I know the internet is chockfull of recipes for Ginger Carrot Soups, but thanks to a little inspiration from my friend Kelsey, this one sticks out from all the rest. This recipe is for you Kels, because its heavy on the ginger and the attitude, just like you my friend.
Ginger Lady’s Carrot Soup
2 tablespoons butter or olive oil
1 onion, peeled and chopped
2 cloves garlic, minced
2 pounds carrots (1 kil0), peeled and sliced
1 large potato, peeled and chopped into small cubes
6 cups (1.5 quarts or 3 pints) chicken or vegetable broth
2-4 tablespoons ginger, peeled and minced (It’s a strong flavor for some people, so start with less and add more to taste)
1 teaspoon ground coriander
The juice and zest of half a lemon
Salt and freshly ground black pepper to taste
1/4 cup (60 ml) crème fraîche plus for serving (about 1 tablespoons per person) If you don’t have crème fraîche handy, you may substitute sour cream or a thick plain yogurt such as a greek yogurt
A handful or fresh herbs, chopped (I’ve used basil and parsley)

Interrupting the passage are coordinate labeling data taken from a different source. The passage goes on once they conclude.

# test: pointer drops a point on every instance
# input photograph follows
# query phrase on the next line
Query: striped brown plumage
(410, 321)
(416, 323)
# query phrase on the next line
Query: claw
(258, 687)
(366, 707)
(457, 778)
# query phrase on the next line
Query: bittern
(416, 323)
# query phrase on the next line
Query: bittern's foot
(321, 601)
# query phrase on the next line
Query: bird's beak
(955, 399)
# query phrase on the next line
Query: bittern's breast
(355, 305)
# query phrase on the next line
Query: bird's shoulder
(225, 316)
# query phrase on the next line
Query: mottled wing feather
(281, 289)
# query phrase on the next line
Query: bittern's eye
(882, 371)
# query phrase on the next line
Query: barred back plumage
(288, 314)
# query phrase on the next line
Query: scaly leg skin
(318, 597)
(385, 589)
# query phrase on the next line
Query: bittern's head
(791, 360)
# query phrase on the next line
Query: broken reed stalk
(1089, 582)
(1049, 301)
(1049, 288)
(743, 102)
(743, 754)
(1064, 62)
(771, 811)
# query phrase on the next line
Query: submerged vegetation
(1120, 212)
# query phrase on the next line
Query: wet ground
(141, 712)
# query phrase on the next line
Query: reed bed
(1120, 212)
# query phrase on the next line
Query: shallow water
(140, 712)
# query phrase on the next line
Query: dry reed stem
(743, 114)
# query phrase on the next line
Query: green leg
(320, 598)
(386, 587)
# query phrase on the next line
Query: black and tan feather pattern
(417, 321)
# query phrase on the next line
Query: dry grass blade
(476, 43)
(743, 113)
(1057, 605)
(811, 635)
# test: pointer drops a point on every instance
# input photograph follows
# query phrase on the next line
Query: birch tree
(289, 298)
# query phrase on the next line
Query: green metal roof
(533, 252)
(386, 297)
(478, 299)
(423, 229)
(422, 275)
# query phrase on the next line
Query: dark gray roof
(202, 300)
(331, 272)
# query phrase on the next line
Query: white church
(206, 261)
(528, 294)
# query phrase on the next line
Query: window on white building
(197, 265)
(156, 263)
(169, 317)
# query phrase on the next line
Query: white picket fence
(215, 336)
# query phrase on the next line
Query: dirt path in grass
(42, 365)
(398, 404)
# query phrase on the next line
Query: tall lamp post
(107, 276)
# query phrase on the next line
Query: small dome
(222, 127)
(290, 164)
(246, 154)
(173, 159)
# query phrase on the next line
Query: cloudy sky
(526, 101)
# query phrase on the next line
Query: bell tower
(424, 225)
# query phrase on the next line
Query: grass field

In a large saucepan, heat the butter or oil over medium heat. After a minute, add the onion. Sauté until translucent, about 5 minutes, pay close attention that the onion does not brown! Add the potatoes, carrots and garlic to the onion and sauté for about 2 minutes, taking care not to burn the garlic. Add the broth, ginger and coriander. Cover and bring to a boil. Remove cover and simmer gently until carrots and potatoes are tender, time depending upon how thickly the carrots were sliced.
Once the vegetables are tender, remove the soup from heat and transfer to a large bowl. Add the lemon zest and juice, crème fraîche and salt and pepper to taste. Blend carefully with an immersion blender (if you do not have one, blend soup in batches in a blender), making sure not to splatter yourself with hot soup as I have done too many times to count…
May be served hot or cold, with a dollop of crème fraiche and a sprinkling of fresh herbs.